My network has been getting a lot of emails entitled “You’ve received a postcard from a family member”, or something along those lines. They generally include a link to a web site, and so I tried the most recent email’s link in a text-only browser running under UNIX (safer that way). It took me to a web page that included a single link, to a file called card.exe.
I tried scanning this “card.exe” with Avast and it did not report any problems. Then I uploaded it to VirusTotal and Jotti, both of which found problems – but in both cases only a minority of the scanners found problems.
This is clearly malicious software, but I don’t want to run on it on my PC to see what it does – I don’t have an appropriate environment for testing that sort of thing. I’m a little worried that Avast isn’t detecting it, because we’ve been getting a lot of these, and eventually one of my users is going to get one and may actually download and run the exe.
Is there any way I can submit this file to Avast for analysis?
Sure. Can you send the samples to virus@avast.com ?
You can zip and password the files… Inform a link to this thread and the password used.
You can send the files to Chest and, from there, resend to Alwil for analysis.
Thanks.
I got another one today and sent it to virus@avast.com. I’ll check tomorrow to see if it’s detected yet, and if not, I’ll open a support request (I’m a corporate customer).
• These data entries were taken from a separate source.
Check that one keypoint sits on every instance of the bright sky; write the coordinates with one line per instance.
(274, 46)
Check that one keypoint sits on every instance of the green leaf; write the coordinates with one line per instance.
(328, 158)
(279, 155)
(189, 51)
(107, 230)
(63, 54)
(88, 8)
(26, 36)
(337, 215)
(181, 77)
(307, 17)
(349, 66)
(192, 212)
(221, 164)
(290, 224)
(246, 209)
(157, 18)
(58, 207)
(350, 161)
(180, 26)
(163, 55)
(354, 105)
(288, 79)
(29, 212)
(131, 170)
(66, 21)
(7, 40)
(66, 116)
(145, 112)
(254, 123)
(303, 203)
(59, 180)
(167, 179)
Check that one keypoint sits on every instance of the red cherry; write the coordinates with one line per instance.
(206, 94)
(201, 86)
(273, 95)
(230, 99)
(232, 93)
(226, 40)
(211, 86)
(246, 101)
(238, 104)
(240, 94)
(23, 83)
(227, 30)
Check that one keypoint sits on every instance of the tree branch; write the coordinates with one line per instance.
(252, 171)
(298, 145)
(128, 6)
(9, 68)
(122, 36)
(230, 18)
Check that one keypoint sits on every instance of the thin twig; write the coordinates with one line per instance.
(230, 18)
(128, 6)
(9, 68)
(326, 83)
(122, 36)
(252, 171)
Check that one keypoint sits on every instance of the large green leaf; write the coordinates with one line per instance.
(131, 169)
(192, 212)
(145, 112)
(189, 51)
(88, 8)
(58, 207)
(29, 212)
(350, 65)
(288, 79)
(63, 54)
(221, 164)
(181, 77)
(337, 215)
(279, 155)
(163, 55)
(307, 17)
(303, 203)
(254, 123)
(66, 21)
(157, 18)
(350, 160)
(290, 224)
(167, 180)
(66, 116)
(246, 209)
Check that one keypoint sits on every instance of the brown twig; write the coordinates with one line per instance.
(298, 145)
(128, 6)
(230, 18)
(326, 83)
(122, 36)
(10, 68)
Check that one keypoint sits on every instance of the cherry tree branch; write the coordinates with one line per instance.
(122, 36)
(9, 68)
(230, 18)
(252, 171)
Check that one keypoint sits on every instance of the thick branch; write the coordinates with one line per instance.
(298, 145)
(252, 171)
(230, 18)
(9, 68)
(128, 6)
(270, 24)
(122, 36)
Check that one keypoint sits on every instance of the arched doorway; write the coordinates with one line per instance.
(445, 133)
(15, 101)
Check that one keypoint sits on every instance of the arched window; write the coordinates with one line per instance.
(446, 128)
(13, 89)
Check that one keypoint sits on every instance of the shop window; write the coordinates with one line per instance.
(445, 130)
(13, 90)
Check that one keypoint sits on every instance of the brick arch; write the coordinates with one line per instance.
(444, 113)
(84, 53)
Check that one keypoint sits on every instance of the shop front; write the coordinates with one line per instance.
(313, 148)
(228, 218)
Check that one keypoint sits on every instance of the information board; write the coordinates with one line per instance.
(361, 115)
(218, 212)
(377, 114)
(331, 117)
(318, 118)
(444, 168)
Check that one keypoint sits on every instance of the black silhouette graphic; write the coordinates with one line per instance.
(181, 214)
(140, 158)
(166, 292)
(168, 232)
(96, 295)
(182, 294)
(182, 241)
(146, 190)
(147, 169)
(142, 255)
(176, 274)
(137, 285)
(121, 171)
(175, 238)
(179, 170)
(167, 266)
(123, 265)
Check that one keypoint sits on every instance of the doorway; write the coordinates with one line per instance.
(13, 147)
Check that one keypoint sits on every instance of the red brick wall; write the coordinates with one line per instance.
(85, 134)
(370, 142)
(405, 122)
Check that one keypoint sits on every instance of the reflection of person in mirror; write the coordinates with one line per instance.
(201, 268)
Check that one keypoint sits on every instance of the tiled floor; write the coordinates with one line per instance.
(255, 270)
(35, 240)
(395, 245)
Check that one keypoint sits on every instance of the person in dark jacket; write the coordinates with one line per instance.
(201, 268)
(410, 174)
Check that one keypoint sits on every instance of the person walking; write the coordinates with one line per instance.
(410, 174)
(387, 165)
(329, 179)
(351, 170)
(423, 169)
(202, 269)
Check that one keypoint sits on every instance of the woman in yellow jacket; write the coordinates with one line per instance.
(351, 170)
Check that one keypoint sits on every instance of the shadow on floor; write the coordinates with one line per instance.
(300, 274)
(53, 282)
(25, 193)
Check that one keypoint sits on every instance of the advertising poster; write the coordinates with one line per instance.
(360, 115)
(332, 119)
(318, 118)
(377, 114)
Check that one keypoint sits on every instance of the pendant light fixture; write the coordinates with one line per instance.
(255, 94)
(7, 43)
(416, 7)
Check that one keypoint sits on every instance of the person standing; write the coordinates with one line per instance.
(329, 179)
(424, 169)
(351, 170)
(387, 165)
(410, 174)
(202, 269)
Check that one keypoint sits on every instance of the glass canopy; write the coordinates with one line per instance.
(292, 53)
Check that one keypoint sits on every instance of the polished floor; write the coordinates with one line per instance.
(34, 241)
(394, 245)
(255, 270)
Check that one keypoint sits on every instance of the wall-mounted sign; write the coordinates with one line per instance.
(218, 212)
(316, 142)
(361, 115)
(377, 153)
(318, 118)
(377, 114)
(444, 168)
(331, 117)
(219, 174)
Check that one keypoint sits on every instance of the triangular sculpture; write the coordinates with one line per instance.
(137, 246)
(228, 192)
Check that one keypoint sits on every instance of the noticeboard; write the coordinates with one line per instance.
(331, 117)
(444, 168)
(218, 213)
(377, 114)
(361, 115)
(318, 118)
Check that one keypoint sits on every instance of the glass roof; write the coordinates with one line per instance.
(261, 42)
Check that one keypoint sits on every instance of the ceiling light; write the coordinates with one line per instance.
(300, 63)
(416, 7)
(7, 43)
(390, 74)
I got the same problem two days ago
I’m on Windows XP
Avast was on “Normal” and not on “Avancée” (I’m a Frenchman)
Avast was recognizing a probably virus but didn’t try to delete it.
I tried by free versions of Macaffee and Bit Defender : they didn’t find
I’ve loaded free Norton by Google Tools : it found “Trojan.Peacomm.B” and deleted it. Victory !
It’s the first time Avast doesn’t satisfy me. I’ve been using it for 3 years without any problem …
New e-card variants seem to be emerging every few hours, with quite limited detection by most AV’s.
Complete scanning result of “ecard_2_.exe”, received in VirusTotal at 07.04.2007, 18:41:44 (CET).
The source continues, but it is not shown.